What is UN Open GIS?

The UN Open GIS Initiative, established in March 2016, is an ongoing initiative of the United Nations Department of Operational Support. Officially a Partnership Initiative for Technology in Peacekeeping, it was created to develop open-source technology in the field of geographic information systems. UN Open GIS is focused on creating a bundle of tools that will be freely available for use by the entire UN System, as well as partner organizations from the academic, public, and private sectors.

Mapping is instrumental to any organization that operates on a global scale. In developing a toolkit specifically suited to the UN’s peacebuilding and peacekeeping operations, UN Open GIS represents an integral part to furthering the UN’s mission. The initiative is made up of five groups, each working towards a specific objective that contributes to the initiative’s overarching goal: Hybrid GIS, Capacity Building, Data Collection, Geo-Analysis, and Geo-AI. 
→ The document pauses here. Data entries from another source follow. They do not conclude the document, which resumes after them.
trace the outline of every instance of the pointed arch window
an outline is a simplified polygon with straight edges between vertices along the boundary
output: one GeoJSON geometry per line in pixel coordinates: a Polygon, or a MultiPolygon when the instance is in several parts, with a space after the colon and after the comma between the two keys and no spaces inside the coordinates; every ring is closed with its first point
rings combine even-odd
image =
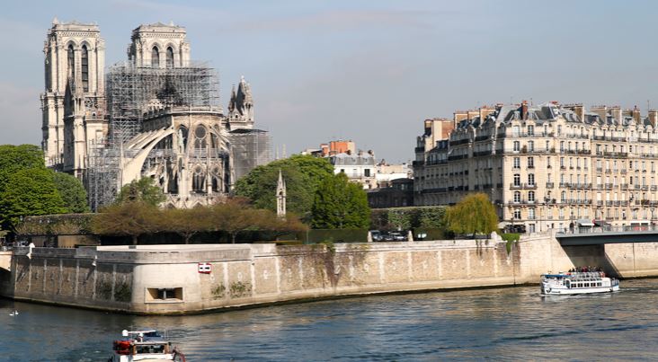
{"type": "Polygon", "coordinates": [[[76,56],[73,52],[73,44],[68,45],[68,49],[67,50],[67,65],[68,66],[68,77],[73,78],[74,69],[76,69],[76,56]]]}
{"type": "Polygon", "coordinates": [[[166,66],[168,68],[173,68],[173,49],[172,49],[172,47],[167,47],[167,55],[166,55],[166,57],[166,57],[166,60],[167,60],[166,66]]]}
{"type": "Polygon", "coordinates": [[[80,66],[82,71],[83,92],[89,92],[89,53],[87,52],[86,45],[83,45],[80,66]]]}
{"type": "Polygon", "coordinates": [[[153,50],[151,50],[151,66],[154,68],[160,66],[160,50],[157,47],[153,47],[153,50]]]}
What is the Geo-AI Working Group?

The newest working group of UN Open GIS was created in 2020, in response to a growing need to acknowledge the impact of artificial intelligence on the broader field of technology. The Geo-AI Working Group’s objective is to leverage AI applications in geospatial work, with a particular emphasis on using artificial intelligence to interpret and analyze satellite imagery.

By training technology to look at images and interpret abstract shapes into concrete data, the Geo-AI group is working towards a way to streamline this process. A computer can process data much faster than the human brain; automating the initial data collection allows for analysts to concentrate on other tasks that can’t be performed efficiently by a machine. 

UN Global Pulse and FAO co-chair the working group and are working together with researchers and industry leaders to research, elaborate and adopt innovations, best practices, and recommendations that can support geospatial analysis. 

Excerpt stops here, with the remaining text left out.